Molly respiro profundo antes de soltar el aire.

—Angel, Charlie me dijo que estoy lista para irme —ante esas palabras, Angel sintió como si un balde de agua helada le cayera encima.

—¿Irte? ¿A haven dices? —se sintió estúpido al preguntar lo obvio pero en ese momento, su cerebro de alguna manera se negaba a procesar lo que su hermana le decía.

—Angel, no quiero dejarte —soltó la chica deteniéndose abruptamente. Angel le sujetó con fuerza la mano—, se que no estaré sola allá arriba, pues mama nos espera, pero... tu... no quiero que te quedes solo en este horrible lugar.

Angel se llevó una de sus manos a su cabeza, enredando sus dedos entre su cabello.

El momento que más había temido durante décadas estaba por ocurrir, su hermana le abandonaba. Por una parte estaba increíblemente feliz porque después de todo el tiempo que habían estado abajo, por fin podía ir a un lugar mejor, pero por otra, su corazón le gritaba que no la dejara ir.

Y al ver el miedo en el rostro de su hermana, su alma se vio doblegada.

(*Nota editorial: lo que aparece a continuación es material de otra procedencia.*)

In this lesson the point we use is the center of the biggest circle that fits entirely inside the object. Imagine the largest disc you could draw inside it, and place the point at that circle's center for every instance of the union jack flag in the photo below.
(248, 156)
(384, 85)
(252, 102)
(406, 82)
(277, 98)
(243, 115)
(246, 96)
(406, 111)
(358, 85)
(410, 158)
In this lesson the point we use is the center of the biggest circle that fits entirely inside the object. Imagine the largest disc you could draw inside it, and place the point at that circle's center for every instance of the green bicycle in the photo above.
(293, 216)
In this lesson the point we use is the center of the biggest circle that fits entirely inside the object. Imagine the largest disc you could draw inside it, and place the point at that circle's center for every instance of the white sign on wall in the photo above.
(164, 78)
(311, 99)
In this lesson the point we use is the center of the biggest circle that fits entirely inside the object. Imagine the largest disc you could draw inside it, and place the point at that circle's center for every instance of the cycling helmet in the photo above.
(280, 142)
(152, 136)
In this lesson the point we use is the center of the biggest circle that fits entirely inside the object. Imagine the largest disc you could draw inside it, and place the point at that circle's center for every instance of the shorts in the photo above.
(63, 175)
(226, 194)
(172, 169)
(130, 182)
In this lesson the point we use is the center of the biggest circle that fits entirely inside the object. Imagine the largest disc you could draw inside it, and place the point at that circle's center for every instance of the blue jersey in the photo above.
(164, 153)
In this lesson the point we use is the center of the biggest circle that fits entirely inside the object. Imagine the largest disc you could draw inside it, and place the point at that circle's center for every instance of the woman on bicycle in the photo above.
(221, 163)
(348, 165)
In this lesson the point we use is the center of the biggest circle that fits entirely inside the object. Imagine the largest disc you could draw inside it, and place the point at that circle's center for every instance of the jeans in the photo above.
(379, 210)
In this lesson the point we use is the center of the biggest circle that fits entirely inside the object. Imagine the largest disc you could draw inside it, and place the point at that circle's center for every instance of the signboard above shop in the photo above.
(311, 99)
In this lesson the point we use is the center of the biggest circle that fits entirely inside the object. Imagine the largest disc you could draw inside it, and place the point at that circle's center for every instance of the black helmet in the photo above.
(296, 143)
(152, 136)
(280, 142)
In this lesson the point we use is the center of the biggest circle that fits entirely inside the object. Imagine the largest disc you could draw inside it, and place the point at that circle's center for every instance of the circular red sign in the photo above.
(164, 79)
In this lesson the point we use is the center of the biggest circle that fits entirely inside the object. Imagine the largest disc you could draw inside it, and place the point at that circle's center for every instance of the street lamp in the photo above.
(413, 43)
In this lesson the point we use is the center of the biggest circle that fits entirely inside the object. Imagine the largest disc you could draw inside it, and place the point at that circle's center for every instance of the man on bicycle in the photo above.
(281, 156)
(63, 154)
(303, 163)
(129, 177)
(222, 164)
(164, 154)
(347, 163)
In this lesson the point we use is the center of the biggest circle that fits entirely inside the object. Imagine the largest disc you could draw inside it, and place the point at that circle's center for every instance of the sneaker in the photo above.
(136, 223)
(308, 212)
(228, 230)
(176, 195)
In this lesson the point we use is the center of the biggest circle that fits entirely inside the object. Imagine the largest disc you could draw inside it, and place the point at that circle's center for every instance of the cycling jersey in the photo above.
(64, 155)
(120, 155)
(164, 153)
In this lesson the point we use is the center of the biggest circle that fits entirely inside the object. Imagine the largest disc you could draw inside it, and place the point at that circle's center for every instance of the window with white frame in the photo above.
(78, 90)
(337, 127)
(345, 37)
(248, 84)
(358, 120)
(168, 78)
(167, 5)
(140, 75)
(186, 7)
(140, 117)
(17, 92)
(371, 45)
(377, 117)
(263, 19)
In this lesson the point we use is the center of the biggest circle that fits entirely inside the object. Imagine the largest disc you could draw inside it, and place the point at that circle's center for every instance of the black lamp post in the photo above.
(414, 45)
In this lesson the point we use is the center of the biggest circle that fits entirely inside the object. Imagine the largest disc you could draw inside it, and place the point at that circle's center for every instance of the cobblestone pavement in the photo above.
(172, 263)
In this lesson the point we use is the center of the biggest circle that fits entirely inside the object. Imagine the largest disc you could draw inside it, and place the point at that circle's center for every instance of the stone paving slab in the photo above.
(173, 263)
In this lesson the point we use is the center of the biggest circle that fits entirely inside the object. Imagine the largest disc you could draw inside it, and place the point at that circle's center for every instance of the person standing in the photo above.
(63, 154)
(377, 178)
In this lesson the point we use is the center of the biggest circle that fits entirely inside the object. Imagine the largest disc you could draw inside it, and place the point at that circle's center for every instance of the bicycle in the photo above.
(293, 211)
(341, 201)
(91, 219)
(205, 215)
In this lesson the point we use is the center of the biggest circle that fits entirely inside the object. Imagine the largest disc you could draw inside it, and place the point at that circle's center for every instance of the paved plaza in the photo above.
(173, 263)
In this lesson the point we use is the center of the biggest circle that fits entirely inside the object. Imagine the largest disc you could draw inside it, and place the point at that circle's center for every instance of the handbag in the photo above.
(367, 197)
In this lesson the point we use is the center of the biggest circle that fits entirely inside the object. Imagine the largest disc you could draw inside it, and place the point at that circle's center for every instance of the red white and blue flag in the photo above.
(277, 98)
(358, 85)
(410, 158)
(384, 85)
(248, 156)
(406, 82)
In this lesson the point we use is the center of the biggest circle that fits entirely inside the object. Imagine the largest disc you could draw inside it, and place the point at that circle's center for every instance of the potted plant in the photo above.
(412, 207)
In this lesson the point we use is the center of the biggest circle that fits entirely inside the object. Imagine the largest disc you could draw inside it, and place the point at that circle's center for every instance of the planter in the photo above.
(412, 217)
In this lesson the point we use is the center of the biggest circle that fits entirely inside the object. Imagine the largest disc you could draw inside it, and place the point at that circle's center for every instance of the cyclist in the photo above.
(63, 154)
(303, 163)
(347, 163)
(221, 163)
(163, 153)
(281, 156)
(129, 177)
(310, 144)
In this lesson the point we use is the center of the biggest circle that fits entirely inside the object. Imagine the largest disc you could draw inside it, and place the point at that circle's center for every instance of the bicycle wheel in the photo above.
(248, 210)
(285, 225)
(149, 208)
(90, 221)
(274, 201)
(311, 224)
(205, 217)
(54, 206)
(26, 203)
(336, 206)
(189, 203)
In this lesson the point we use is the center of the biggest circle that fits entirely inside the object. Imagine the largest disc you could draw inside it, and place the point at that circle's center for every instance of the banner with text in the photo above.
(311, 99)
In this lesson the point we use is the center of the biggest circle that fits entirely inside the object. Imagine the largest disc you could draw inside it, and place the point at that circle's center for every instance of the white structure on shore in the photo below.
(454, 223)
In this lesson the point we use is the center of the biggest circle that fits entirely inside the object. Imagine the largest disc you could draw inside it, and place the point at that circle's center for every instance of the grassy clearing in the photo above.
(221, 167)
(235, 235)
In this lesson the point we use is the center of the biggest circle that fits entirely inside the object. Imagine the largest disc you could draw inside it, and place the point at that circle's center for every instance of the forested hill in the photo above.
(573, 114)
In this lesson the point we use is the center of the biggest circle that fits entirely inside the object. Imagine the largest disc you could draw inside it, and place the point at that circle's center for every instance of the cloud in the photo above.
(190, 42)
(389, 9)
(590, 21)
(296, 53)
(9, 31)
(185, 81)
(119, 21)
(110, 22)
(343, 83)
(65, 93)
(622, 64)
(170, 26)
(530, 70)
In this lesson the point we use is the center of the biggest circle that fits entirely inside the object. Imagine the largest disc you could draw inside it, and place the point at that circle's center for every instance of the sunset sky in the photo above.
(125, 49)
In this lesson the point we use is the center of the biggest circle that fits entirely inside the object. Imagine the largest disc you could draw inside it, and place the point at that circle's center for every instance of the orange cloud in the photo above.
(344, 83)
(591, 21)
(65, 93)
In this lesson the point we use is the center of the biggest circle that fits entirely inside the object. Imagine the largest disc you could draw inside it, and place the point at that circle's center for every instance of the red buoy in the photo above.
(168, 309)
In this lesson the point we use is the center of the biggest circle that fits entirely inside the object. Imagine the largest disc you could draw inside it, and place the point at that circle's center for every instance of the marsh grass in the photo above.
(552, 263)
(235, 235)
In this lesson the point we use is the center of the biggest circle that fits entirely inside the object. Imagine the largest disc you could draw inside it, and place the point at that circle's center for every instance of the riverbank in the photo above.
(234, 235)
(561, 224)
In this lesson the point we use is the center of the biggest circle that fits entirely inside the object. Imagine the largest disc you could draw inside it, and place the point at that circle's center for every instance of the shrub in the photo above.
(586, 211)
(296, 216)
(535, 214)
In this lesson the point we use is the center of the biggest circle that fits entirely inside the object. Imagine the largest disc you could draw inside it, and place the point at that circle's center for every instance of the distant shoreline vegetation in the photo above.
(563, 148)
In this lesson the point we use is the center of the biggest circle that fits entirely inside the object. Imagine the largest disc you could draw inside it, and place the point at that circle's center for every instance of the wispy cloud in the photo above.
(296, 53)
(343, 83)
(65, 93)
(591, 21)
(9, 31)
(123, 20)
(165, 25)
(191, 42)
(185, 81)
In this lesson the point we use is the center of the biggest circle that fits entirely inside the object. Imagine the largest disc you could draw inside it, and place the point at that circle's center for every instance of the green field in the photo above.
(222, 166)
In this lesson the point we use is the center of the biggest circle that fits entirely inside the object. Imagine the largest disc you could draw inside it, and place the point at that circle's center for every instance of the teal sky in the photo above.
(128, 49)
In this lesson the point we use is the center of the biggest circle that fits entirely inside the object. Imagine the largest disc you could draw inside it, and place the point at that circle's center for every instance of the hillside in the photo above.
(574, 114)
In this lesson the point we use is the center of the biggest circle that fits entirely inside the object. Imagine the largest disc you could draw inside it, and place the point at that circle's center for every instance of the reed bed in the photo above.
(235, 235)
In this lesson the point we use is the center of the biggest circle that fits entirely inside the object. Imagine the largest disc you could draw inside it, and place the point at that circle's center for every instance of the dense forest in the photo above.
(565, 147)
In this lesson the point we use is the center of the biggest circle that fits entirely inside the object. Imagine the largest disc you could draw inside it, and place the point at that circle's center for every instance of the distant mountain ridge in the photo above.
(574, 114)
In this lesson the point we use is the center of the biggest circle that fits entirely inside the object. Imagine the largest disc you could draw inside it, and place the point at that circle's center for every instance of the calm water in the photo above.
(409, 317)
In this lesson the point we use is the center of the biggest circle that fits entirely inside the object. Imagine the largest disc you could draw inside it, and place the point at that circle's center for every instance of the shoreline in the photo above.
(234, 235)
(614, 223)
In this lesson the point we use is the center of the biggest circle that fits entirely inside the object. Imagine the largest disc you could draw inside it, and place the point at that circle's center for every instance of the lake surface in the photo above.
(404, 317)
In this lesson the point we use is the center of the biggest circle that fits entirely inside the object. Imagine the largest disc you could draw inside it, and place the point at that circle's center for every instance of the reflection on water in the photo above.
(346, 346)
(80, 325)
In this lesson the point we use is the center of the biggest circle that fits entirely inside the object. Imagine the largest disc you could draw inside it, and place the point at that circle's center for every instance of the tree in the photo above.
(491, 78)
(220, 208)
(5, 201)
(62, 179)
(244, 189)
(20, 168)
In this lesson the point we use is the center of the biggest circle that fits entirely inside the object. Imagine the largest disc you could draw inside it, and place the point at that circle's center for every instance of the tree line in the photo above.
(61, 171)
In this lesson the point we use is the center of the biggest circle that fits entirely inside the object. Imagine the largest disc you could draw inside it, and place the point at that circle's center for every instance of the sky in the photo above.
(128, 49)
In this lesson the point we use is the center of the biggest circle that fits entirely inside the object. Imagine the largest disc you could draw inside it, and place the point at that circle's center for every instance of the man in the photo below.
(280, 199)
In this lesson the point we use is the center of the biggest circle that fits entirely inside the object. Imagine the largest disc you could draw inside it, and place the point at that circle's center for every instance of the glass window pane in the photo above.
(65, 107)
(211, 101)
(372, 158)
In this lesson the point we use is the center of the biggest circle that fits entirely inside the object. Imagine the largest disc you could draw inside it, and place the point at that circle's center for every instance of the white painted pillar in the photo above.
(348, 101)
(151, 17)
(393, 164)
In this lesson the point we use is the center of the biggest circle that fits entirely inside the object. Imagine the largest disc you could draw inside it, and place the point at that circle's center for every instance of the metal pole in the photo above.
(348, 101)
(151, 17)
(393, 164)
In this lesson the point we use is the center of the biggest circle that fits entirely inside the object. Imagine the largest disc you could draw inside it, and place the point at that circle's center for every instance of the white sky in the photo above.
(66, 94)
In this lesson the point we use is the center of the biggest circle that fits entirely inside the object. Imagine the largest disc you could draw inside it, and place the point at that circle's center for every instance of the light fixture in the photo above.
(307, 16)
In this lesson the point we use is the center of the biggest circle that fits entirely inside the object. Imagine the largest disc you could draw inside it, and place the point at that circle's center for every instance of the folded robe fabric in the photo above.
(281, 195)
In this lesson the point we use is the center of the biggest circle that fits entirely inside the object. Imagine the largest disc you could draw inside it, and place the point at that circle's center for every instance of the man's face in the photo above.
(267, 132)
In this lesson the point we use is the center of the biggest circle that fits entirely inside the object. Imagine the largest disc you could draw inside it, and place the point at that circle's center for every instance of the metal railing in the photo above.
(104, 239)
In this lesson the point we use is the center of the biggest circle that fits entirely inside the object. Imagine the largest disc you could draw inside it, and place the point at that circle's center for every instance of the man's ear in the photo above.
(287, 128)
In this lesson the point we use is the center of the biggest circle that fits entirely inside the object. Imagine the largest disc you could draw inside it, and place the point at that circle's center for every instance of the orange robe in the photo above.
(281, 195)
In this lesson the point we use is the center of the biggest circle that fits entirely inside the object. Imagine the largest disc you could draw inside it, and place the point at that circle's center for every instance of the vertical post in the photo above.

—Mol, —dijo con voz temblorosa—, tienes que ir a Haven —musito mirando a su hermana con pena—, nunca perteneciste aquí de todas maneras.

—Pero Angel-

—Molly, eres la chica más dulce que tuve el placer de conocer en medio de mi vida de mierda —Angel tomo las mejillas de Molly con sus manos superiores—, mi dulce hermanita, tienes que ir con mamá —le dijo sintiendo sus ojos arder.

Molly, quien ya estaba llorando lo abrazó con fuerza, escondiendo su cara en el cuello de su hermano.

—Angel, tengo miedo de dejarte —sollozó la chica sintiendo su pecho oprimirse—, no quiero dejar aquí, así que por favor, alcánzame... ven con nosotras.

Angel comenzo a acariciar la cabeza de su hermana.

Él entendía ese miedo.

El mismo lo había experimentado antes cuando Alastor le dijo la posibilidad de que él podría ir al cielo pero que él no le seguiría. Ese miedo irracional de dejar lo que te rodea e ir a un lugar desconocido donde no sabes si serás feliz o no.

Lo entendía perfectamente y era por eso mismo, que estaba haciendo un esfuerzo sobrehumano por no pedirle a su hermana que no le abandonara; la única persona que le apoyó por décadas y que le brindó su apoyo incondicional en tantas ocasiones que era imposible contarlas.

Sin poder evitarlo, las lágrimas comenzaron a bajar con su rostro mientras se aferraba a su hermana. No quería dejarla ir pero debía hacerlo, por ella, para que fuera feliz y de una vez por todas, se alejara de ese lugar.

—Lo intentaré, Mol.

Y sin que ninguno de ambos se diera cuenta, un hombre de rojo observaba la escena, sabiendo que en algún momento el mismo estaría en ese lugar.